Does anyone know exactly what the circumstances are under which the resources aren’t applied in order? Maybe they are so rare and avoidable that DSC does, for my purposes, always run things in order.

If nobody knows, what are my options for getting things to run in order all the time? One would be to put a DependsOn property on every resource, referencing the previous resource.

What about the MOF? Is it guaranteed to always run in order? I suspect not, since the DependsOn parameter shows up there as well. But if I’m wrong and it is always run in order, I could tailor or at least check it to verify the ordering.

However, to make things as consistent as possible in my environment, I'd like to run in order all the time, every time. That way there is no chance of two machines being different in an unexpected way because the configuration was applied in a different order for each.

Not possible.

The LCM was designed to eventually be multi-threaded, so there’s no predictability in the order resources execute. Now, between you and me? They’ll run in the order listed, after it unwinds DependsOn dependencies. But that’s today; we might not be able to rely on that in the future, especially as the new, cross-platform, C++ LCM under development may well implement multi-threading.

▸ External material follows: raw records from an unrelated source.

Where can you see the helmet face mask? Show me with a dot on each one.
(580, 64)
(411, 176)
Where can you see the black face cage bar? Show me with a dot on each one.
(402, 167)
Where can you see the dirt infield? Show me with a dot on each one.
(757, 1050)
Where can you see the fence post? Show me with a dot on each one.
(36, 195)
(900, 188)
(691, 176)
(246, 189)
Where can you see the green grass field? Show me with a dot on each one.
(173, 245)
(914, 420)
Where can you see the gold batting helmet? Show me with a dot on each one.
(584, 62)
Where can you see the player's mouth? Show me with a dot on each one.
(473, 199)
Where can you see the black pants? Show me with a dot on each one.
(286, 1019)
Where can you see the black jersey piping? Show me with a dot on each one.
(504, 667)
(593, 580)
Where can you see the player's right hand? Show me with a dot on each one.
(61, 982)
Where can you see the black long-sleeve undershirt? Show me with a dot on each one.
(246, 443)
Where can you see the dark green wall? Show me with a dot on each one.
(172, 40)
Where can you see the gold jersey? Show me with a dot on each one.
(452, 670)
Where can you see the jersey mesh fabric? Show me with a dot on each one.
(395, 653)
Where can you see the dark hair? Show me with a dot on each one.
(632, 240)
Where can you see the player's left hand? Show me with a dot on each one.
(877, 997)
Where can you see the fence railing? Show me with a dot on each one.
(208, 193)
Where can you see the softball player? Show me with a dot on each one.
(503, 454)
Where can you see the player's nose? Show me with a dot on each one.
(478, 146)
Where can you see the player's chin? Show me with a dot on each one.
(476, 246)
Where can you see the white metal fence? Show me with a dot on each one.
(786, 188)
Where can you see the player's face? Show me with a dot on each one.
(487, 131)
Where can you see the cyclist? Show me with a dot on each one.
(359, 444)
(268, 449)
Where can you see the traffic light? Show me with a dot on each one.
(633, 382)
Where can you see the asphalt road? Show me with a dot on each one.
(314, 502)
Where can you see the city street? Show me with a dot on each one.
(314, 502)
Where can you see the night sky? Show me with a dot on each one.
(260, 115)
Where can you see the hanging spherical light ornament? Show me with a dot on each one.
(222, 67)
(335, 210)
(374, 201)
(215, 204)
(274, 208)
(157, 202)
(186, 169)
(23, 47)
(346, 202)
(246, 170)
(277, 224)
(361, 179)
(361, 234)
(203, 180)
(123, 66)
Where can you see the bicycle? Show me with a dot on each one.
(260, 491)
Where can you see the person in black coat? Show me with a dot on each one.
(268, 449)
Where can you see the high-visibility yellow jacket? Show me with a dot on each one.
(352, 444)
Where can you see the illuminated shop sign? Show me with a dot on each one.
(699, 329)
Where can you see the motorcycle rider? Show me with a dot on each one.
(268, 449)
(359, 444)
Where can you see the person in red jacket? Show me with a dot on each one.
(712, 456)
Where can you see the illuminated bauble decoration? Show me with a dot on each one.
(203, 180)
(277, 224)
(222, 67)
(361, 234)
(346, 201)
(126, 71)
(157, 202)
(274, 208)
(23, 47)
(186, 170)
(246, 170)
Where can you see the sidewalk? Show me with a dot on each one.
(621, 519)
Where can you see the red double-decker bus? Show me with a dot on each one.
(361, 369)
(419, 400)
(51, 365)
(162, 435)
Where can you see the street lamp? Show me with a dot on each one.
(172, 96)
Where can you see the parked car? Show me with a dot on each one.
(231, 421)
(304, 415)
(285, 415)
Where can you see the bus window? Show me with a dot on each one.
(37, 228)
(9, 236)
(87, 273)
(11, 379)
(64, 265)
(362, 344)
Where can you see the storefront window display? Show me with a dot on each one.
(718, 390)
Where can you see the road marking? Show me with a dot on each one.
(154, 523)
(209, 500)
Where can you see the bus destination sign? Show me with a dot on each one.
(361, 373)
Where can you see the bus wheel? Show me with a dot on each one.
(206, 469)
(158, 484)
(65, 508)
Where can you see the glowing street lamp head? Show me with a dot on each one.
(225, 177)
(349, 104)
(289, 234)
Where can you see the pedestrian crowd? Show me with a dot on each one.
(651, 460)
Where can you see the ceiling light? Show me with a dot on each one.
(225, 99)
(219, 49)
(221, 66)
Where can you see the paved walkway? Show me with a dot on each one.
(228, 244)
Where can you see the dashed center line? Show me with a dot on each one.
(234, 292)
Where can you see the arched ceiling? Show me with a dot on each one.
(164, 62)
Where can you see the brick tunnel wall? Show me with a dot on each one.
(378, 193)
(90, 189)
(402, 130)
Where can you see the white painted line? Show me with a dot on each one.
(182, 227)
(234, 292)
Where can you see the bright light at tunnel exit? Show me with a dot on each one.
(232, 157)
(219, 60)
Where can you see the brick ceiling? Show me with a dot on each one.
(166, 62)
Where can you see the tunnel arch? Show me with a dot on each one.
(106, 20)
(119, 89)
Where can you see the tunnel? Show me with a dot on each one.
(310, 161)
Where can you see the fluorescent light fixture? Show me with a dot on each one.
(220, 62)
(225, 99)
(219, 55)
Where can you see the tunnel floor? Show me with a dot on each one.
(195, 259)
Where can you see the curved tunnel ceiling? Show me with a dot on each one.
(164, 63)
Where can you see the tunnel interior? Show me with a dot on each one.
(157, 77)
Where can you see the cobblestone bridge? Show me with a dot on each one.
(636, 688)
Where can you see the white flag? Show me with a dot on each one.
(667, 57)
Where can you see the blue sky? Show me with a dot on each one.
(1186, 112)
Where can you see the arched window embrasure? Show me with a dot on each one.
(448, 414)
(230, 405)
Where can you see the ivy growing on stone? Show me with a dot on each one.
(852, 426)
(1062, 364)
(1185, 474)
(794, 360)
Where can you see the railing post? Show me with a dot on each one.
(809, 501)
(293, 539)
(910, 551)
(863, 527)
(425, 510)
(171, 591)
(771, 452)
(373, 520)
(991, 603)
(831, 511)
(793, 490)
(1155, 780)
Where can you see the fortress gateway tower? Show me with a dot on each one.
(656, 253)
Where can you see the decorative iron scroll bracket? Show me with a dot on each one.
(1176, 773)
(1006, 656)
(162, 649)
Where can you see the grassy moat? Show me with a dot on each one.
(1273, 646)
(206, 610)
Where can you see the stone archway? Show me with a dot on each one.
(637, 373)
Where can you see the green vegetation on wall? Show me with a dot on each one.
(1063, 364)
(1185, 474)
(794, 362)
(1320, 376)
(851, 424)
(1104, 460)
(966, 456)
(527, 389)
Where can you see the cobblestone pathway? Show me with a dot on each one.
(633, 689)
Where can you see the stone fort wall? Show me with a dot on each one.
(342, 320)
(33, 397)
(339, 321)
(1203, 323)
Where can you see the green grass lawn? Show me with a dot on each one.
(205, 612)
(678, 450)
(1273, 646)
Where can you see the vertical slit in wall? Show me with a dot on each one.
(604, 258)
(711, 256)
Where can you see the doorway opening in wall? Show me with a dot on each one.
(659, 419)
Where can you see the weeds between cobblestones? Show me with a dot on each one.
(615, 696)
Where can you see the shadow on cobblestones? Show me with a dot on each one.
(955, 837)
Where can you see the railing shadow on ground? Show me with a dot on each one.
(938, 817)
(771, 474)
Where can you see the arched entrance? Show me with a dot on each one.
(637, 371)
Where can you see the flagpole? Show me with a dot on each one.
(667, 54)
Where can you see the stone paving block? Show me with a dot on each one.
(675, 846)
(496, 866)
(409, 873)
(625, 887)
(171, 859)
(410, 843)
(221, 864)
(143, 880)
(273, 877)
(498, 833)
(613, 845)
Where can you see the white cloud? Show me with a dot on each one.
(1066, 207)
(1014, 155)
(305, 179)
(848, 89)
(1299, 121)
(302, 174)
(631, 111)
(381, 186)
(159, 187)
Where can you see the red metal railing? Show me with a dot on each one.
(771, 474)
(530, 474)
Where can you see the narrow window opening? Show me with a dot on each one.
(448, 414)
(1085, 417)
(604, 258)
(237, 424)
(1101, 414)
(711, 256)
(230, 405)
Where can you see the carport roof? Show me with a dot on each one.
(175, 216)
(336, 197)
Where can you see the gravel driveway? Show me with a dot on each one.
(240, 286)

What about the MOF? Is it guaranteed to always run in order? I suspect not, since the DependsOn parameter shows up there as well. But if I'm wrong and it is always run in order, I could tailor or at least check it to verify the ordering.

You may have a misunderstanding. The MOF is the only thing that “runs” on the LCM. The configurations script you write doesn’t “run” per se; it simply generates a MOF. The MOF is the thing you care about.

what are my options for getting things to run in order all the time? One would be to put a DependsOn property on every resource, referencing the previous resource.

Yes, you could do that, but I’ve literally never run into a situation where it’s necessary. Remember, the goal of DSC is to -eventually- comply with the entire config. In all the work I’ve done with all the clients I have, I’ve never run into a situation where applying resources in different sequences changes anything. Except in obvious cases where A has to be done before B (like, must join the domain before you can do things in the domain).